A backward problem for the time-fractional pseudo-parabolic equation with a variable coefficient

TL;DR

This paper investigates an inverse problem for a time-fractional pseudo-parabolic equation with variable coefficients, establishing theoretical results and developing a numerical method for initial state reconstruction from final-time data.

Contribution

It introduces a new approach combining theoretical analysis and a finite-difference scheme for solving the inverse problem with variable coefficients.

Findings

Proved existence and uniqueness of the solution.

Developed a stable and convergent numerical scheme.

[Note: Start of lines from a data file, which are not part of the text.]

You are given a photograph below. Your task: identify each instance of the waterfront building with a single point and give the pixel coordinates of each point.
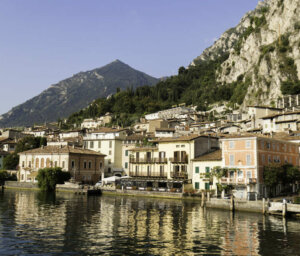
(109, 142)
(202, 167)
(84, 165)
(130, 142)
(2, 155)
(245, 158)
(167, 163)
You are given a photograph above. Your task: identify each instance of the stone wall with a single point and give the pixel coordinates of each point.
(17, 184)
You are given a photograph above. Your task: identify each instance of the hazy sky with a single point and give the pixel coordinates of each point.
(45, 41)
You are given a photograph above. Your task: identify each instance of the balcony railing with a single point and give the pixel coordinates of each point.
(179, 175)
(148, 174)
(141, 160)
(157, 160)
(238, 181)
(179, 160)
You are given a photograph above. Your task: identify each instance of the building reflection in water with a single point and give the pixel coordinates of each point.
(131, 226)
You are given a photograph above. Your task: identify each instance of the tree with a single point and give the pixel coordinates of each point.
(11, 161)
(49, 177)
(4, 175)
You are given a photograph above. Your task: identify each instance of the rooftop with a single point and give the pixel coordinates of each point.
(61, 150)
(212, 156)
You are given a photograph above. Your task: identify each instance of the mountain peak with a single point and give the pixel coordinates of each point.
(74, 93)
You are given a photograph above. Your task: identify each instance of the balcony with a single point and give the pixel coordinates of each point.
(179, 175)
(179, 160)
(156, 160)
(133, 160)
(238, 181)
(161, 160)
(148, 174)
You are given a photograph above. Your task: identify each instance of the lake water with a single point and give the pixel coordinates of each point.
(32, 223)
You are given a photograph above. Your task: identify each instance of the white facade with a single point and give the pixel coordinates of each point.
(109, 142)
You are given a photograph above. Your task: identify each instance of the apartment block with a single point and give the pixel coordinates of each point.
(245, 157)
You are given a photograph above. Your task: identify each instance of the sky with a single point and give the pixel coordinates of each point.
(44, 42)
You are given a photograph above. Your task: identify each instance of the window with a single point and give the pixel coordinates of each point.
(37, 163)
(248, 159)
(206, 186)
(263, 159)
(161, 170)
(231, 159)
(240, 174)
(248, 144)
(269, 159)
(149, 170)
(249, 175)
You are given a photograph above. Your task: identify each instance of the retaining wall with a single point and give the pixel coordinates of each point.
(17, 184)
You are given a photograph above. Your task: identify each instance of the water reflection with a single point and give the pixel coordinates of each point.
(63, 224)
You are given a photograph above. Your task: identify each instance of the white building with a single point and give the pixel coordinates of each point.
(109, 142)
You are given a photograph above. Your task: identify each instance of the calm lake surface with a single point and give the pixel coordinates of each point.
(65, 224)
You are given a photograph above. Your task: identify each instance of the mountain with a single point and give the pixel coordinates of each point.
(263, 52)
(75, 93)
(256, 62)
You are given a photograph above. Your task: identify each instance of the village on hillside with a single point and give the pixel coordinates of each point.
(176, 150)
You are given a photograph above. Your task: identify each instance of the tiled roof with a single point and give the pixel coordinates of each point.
(106, 130)
(61, 150)
(182, 138)
(165, 129)
(212, 156)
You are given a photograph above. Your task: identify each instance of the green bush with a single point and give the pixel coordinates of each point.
(49, 177)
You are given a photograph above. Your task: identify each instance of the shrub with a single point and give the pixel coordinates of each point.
(49, 177)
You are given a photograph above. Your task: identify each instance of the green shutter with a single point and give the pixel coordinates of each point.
(206, 186)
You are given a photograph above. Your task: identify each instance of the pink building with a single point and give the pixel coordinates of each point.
(248, 155)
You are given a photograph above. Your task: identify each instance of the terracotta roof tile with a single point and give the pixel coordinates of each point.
(62, 150)
(212, 156)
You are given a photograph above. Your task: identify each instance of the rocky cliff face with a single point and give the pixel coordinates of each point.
(264, 52)
(75, 93)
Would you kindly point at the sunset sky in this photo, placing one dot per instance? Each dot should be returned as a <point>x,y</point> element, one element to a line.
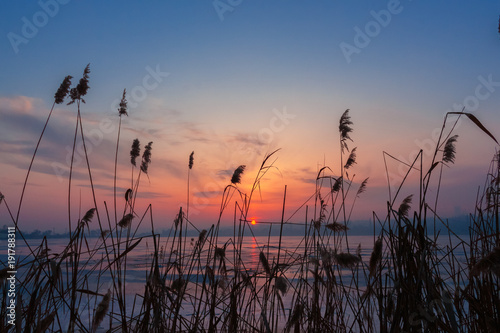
<point>233,80</point>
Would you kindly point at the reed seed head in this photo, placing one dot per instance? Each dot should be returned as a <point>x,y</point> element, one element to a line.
<point>236,179</point>
<point>376,256</point>
<point>178,218</point>
<point>450,150</point>
<point>491,262</point>
<point>346,260</point>
<point>362,187</point>
<point>191,160</point>
<point>101,310</point>
<point>81,89</point>
<point>337,227</point>
<point>3,274</point>
<point>351,159</point>
<point>264,262</point>
<point>135,151</point>
<point>126,221</point>
<point>345,128</point>
<point>202,236</point>
<point>146,157</point>
<point>89,215</point>
<point>281,284</point>
<point>63,90</point>
<point>122,110</point>
<point>337,185</point>
<point>404,208</point>
<point>46,322</point>
<point>177,284</point>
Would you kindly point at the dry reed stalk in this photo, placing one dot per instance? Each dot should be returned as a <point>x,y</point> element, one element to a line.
<point>375,257</point>
<point>101,311</point>
<point>126,221</point>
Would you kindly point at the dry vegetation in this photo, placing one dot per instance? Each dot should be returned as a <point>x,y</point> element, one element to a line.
<point>409,283</point>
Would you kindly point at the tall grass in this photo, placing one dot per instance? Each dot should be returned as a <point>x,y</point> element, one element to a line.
<point>409,283</point>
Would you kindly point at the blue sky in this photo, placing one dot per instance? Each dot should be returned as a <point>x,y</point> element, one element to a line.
<point>227,72</point>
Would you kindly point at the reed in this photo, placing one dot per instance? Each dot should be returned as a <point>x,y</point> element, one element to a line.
<point>407,284</point>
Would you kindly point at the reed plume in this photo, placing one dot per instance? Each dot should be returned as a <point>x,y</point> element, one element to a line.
<point>89,215</point>
<point>376,257</point>
<point>346,260</point>
<point>236,178</point>
<point>135,151</point>
<point>345,129</point>
<point>126,221</point>
<point>450,150</point>
<point>351,159</point>
<point>122,110</point>
<point>146,157</point>
<point>337,185</point>
<point>81,89</point>
<point>362,187</point>
<point>337,227</point>
<point>46,322</point>
<point>101,311</point>
<point>281,285</point>
<point>191,160</point>
<point>404,208</point>
<point>264,262</point>
<point>63,90</point>
<point>490,262</point>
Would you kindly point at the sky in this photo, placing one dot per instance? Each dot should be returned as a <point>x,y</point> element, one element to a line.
<point>234,80</point>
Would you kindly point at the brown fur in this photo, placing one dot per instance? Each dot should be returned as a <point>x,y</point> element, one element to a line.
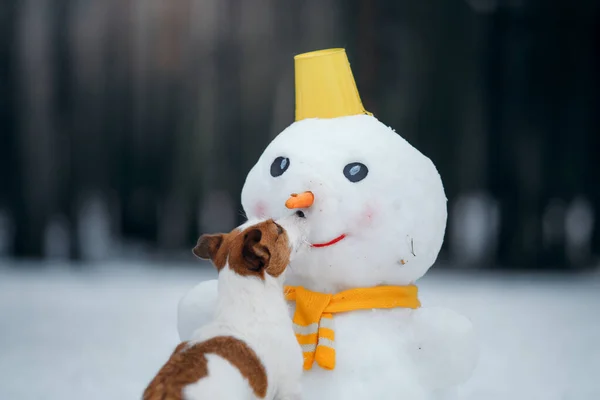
<point>258,249</point>
<point>188,365</point>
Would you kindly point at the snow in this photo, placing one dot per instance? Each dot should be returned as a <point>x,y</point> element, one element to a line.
<point>102,332</point>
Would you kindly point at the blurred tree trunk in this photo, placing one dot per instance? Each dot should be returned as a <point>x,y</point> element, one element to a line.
<point>9,186</point>
<point>36,196</point>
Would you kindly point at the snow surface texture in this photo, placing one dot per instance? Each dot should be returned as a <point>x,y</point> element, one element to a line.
<point>103,334</point>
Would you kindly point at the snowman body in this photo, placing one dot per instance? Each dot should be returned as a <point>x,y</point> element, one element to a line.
<point>378,218</point>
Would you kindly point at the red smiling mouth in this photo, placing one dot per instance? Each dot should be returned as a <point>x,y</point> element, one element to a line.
<point>330,243</point>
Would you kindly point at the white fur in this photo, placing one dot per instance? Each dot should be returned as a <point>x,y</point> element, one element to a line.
<point>380,353</point>
<point>254,311</point>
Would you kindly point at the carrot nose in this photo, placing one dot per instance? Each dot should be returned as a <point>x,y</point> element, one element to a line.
<point>302,200</point>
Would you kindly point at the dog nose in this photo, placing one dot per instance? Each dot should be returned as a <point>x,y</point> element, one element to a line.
<point>302,200</point>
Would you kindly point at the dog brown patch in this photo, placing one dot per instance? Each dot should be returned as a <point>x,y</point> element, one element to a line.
<point>188,365</point>
<point>258,249</point>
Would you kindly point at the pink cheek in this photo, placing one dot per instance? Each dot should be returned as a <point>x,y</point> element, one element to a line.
<point>260,209</point>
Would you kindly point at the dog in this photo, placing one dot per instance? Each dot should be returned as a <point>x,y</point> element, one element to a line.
<point>249,351</point>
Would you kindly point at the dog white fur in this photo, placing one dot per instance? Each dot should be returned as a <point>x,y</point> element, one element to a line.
<point>250,308</point>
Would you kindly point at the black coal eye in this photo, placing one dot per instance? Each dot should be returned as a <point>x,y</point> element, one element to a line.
<point>355,172</point>
<point>279,166</point>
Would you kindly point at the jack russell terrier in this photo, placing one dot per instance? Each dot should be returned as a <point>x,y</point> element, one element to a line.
<point>249,351</point>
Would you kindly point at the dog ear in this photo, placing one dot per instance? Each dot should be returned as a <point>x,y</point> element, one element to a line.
<point>256,256</point>
<point>207,246</point>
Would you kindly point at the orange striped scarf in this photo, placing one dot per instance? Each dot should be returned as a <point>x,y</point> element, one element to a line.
<point>313,319</point>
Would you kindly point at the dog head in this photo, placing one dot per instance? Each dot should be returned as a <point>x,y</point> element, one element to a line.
<point>255,248</point>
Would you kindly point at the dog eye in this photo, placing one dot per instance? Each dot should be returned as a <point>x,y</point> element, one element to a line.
<point>279,166</point>
<point>355,172</point>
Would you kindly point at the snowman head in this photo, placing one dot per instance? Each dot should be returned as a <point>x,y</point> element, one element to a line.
<point>375,205</point>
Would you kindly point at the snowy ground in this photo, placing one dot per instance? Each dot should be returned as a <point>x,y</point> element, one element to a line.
<point>102,333</point>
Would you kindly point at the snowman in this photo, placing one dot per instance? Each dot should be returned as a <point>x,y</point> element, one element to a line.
<point>377,211</point>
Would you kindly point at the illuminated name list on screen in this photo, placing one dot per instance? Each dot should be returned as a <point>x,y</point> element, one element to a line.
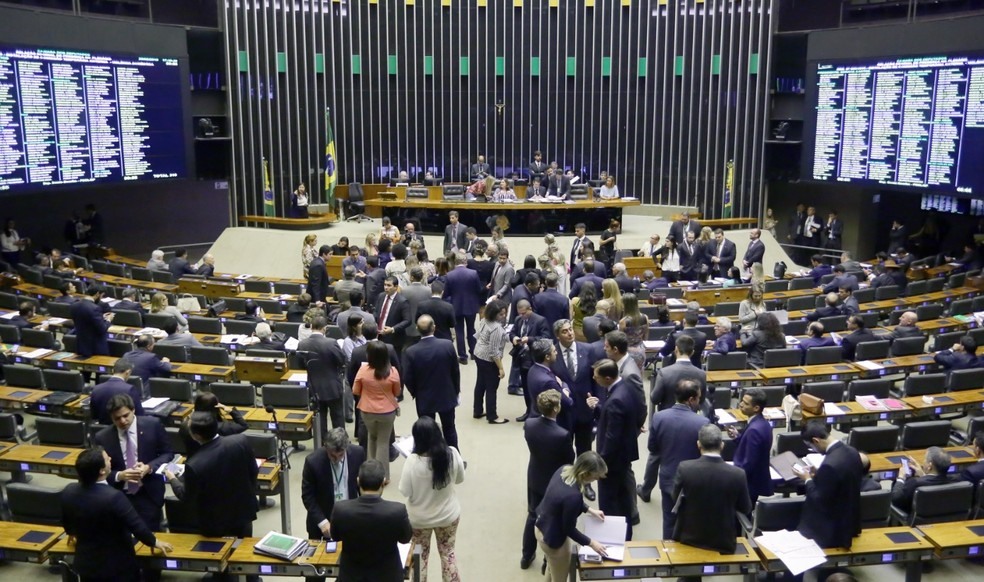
<point>70,117</point>
<point>905,122</point>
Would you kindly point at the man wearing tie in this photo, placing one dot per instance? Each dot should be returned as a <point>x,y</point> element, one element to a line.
<point>756,249</point>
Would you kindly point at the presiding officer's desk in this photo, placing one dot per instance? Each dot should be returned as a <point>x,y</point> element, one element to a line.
<point>27,542</point>
<point>665,558</point>
<point>956,539</point>
<point>883,545</point>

Validated the method with numerical experiments including noisy data.

Abstract

This work addresses an inverse reconstruction task for a time-fractional pseudo-parabolic model with a temporally varying coefficient. By imposing Dirichlet boundary conditions, we aim to recover the unknown initial state from observations collected at the final time. From a theoretical perspective, we derive existence and uniqueness results by proving that, under suitable hypotheses, the problem admits a unique solution. Computationally, we introduce a finite-difference discretisation based on a time-stepping strategy and provide a detailed stability and convergence analysis. Leveraging the resulting forward solver, we then formulate an initial-data identification procedure using Tikhonov regularisation. The proposed approach is validated with numerical simulations, and its resilience is assessed via experiments that incorporate perturbations in the final-time measurements.